Implications for Democracy
Standard-setting bodies recognized by NAFTA and the WTO operate with widely differing membership, decision-making structures, and rules about transparency. In many, members of the public or public interest groups have no standing, can be refused a seat at the table and denied access to documents. Yet, because of NAFTA and WTO requirements, the international standards set in these institutions have the same compelling implications for existing domestic standards and the ability of interested parties to have future standards developed.
In sharp contrast to the closed door process of many standard setting institutions, U.S., policy-making must be conducted "on the record," with a publicly accessible docket, under laws such as the federal Administrative Procedure Act. Public access to information and decision-making is also guaranteed in U.S. domestic law by the Freedom of Information Act, the Government in the Sunshine Act and the Federal Advisory Committee Act (FACA). FACA requires balanced representation on and open operations of government advisory committees.
For international harmonization of standards, however, agency adherence to the U.S. domestic procedures for notice, balance, openness, and public input has been spotty at best. U.S. federal agencies follow different procedures for involving the public in their international harmonization negotiations and make differing amounts of information available to the public at different stages. In a manner both subtle and powerful, recent international commercial agreements such as the WTO and NAFTA have redefined the relationships in policy-making between governments, industry, and the diffuse public interest.
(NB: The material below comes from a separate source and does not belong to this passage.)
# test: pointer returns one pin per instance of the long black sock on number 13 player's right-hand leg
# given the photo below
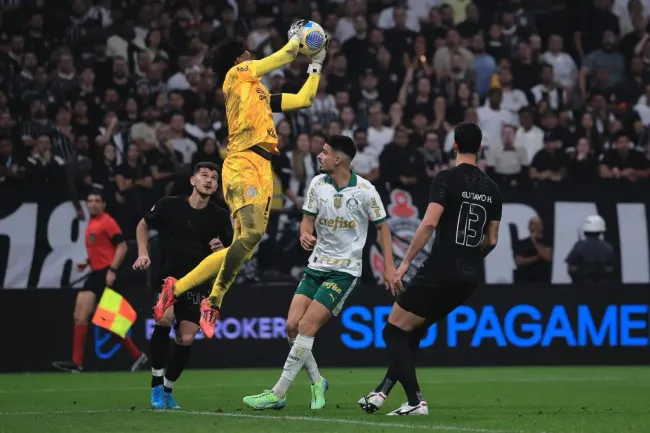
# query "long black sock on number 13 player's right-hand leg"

The Origins of NAFTA and the WTO
Under uniquely constricting procedural rules called "Fast Track," Congress' role in the development of NAFTA and the WTO was also very limited. During negotiations of the pacts, consultation with Congress was minimal. Once completed, Congressional approval of the pacts and the thousands of pages of changes to U.S. law required to conform to the pacts' terms by a simple majority was required within 90 days. Uniquely, under Fast Track the Executive Branch writes trade agreement implementing legislation. Under Fast Track's uniquely restrictive procedural requirements, only 30 hours of Congressional debate is allowed and the vote must occur without any amendments to the lengthy implementing legislation. As a result, few Representatives were well-informed about the pacts' requirements.
Documents, draft texts and negotiations on NAFTA and the WTO were inaccessible to the public. Even Members of Congress were largely limited to information provided by negotiators. Actual draft texts were only available to Members of Congress at certain times and under certain conditions. Only staff with security clearance were allowed access to such documents at all.
At the same time, industry had extensive access to information and the opportunity to provide input into the negotiations through an official trade advisory committee system. The U.S. trade advisory system includes more than three dozen committees with over 800 industry representatives who have access to inside information and provide advice on most aspects of negotiation and implementation of trade agreements and policies. During the negotiation of the WTO and NAFTA, a dozen labor representatives, but no health, consumer, or environmental representatives were included on these committees.
The constricted and one-sided access to information, the lack of a full public debate and the constraints placed by Fast Track on the normal democratic process, virtually guaranteed that these important trade pacts would be unbalanced and thus would cause significant problems when implemented.